Benedicto XVI

Demasiado sabio para este mundo falsario

Benedicto XVI tenía exceso de luz en su mente, algo abrumador hasta para él

Uno, que, comido por las dudas, apenas tiene fuerzas para sostenerse agarrado a la fe del carbonero, que fía, como en el Tenorio, en la clemencia divina y en que «un punto de contrición da al alma la salvación», y que, teológicamente, no pasó del Catecismo, entiende que Su Santidad, Benedicto XVI, fallecido el último día del año, renunciara al papado y decidiera pasar los últimos años de su vida en discreta oración.

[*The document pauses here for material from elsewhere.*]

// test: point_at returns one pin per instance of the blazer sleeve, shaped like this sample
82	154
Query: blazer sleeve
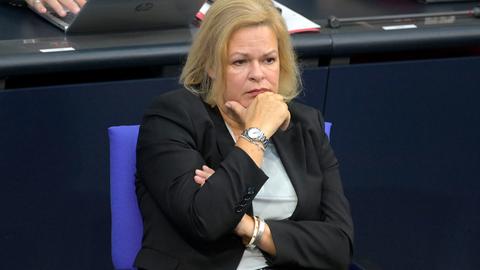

Le imagino abrumado ante la inmensidad de una labor que, de llevarse a sus últimas consecuencias, abriría la puerta a un cisma mayor entre la Iglesia Católica y esta sociedad nuestra, llena de soberbia, tan carente de humildad que, por negar, niega hasta el pecado. Gentes que saben perfectamente qué es lo que hay que hacer, pero que se muestran incapaces de reconocerse como vulgares pecadores del montón y que han renunciado a la caridad, esa que empieza por uno mismo. Con el poeta, soberbios y melancólicos borrachos de sombra negra, que reaccionan furibundos ante el espejo de su propia conciencia y que han hecho del sofisma su mejor justificación.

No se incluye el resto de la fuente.